Adelmann (How to Be Eaten) offers a slashing tale of academia’s exploitative gig economy and the aftermath of the #MeToo movement. Sam, an adjunct writing professor with crippling student loans, thinks she should be further along the tenure track for someone about to turn 34. During her first semester at Baltimore’s Rosedale College, she bumps into Dr. Tom Sternberg, who served as her graduate adviser a decade earlier, and who’s just been hired at Rosedale after leaving his old job for murky reasons.
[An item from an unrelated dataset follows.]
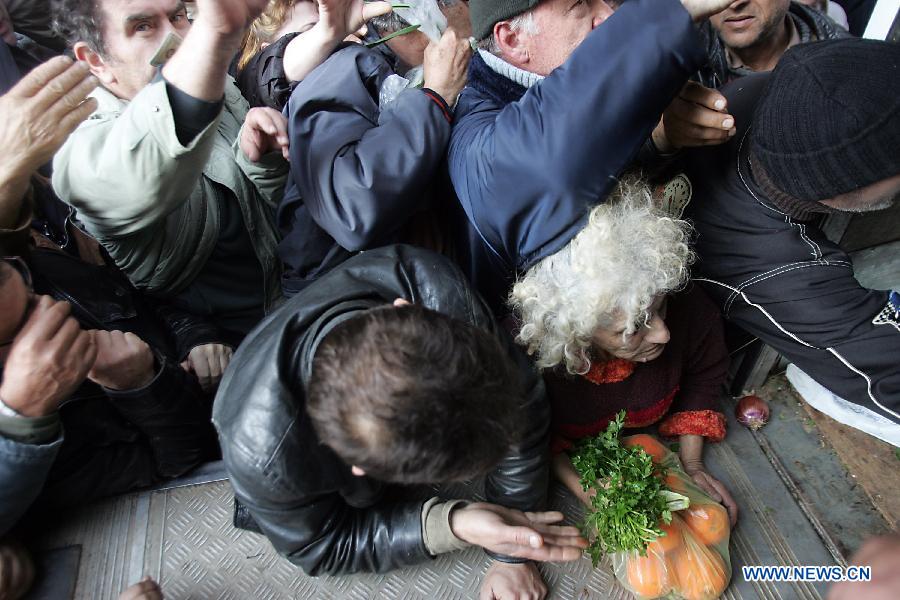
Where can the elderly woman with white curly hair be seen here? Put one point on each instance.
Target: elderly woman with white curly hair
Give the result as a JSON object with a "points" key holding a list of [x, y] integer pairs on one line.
{"points": [[609, 320]]}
Putting aside her uneasiness at seeing Tom again after their intense relationship when she was a student (the details are revealed later), Sam focuses on the “low, constant hum” of her interminable to-do lists and bounces between lovers as the semester wears on. Then Tom publishes a novel titled Casualty, about a college professor who loses his family and job after having sex with one of his students, and Sam is shocked to realize he’s painted a thinly veiled and highly distorted version of their relationship. Not only has he made himself the victim, but their colleagues conflate her with the novel’s antagonist. Consequently, she undergoes a series of personal and professional reversals and fights to reclaim her narrative. Adelmann takes an unsparing and witty view of academia’s “pyramid scheme,” where “professors are living in poverty while paying back student loans” and “everyone but like ten people are getting fucked, and not in the good way.” This clever campus novel mischievously inverts John Williams’s Stoner. Agent: Jenni Ferrari-Adler, Verve. (Mar.)